SALFORD ARE in a tough situation at the moment and I have some sympathy for them.
I doubt they ever thought it would happen, but they were within their rights to ask for today’s game at Hull to be postponed because of all the players they’ve got missing.
I think it was a bit of a cheeky request and it’s given everyone else in the game a cheap laugh, but I can imagine what Hull’s reaction was. There’s no way they were ever going to say yes.
Hull are struggling a bit themselves at the moment and they need to get some wins on the board. They’ll see it as a great chance to pick up some points so they’ll be rubbing their hands together at the prospect of playing a below-strength Salford team.
I read that Wakefield asked the RFL earlier in the year what would happen if they couldn’t raise a team because they had so many players on the sick list.
If a game was postponed because of one club’s injuries it would set a precedent and probably cause more problems than it could solve. How many injuries would you have to collect before you could call a game off?
Everyone is picking up injuries at this time of the year, not long after Easter and 12 or 13 games into the season. Everyone’s carrying niggles or not feeling great and, to be honest, it is probably the toughest time of season.

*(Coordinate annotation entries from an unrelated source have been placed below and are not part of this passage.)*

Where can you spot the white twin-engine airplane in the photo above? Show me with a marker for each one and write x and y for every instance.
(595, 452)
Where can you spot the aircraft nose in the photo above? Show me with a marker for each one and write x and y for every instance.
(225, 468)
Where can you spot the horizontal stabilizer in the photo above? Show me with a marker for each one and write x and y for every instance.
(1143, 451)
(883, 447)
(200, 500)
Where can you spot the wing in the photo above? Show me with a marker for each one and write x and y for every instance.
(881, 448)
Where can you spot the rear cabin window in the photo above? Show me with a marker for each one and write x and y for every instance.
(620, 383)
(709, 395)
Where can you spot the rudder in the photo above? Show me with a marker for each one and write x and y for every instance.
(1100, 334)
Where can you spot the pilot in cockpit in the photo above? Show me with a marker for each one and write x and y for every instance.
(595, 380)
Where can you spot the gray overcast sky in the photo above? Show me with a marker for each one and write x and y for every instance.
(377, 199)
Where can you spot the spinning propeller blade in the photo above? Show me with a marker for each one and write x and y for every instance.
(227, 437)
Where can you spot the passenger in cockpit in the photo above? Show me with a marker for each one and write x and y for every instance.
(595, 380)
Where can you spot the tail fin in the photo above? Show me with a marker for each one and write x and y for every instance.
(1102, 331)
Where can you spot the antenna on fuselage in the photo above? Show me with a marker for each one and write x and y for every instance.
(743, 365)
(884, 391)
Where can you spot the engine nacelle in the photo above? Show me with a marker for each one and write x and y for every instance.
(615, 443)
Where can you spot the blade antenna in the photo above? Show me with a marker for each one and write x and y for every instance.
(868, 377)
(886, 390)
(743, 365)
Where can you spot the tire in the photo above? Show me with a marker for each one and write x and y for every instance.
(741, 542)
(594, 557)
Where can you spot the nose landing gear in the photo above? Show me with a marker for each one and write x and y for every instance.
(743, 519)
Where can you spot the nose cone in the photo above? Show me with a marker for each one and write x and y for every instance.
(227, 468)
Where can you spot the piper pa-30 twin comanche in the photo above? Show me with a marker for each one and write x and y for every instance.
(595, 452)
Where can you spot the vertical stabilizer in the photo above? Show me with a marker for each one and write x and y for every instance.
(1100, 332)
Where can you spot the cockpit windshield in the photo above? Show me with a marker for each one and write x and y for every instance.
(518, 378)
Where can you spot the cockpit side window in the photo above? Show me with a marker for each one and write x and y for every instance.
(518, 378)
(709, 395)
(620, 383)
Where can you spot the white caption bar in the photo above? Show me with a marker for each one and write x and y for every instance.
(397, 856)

Salford have a few suspensions as well, which doesn’t help. They are things that happen on the field and you can’t feel too sorry for that, but injuries do have an impact and I have some sympathy for their fitness crisis.
We’ve been through it over the last few years, though maybe not quite on the same scale and you just have to cop it on the chin and get on with things.
Sometimes you get a siege mentality and it brings everyone closer together. It also gives an opportunity for young players to come in and show what they can do and proves the value of a strong academy.
Ash Handley has been going really well for us this year and he got his chance when Tom Briscoe was hurt, so positives do come out of it.
Salford definitely hit the publicity jackpot when Dr Marwan Koukash took them over. He never seems to be out of the headlines. Not everybody likes him, but I actually think he is good for the game.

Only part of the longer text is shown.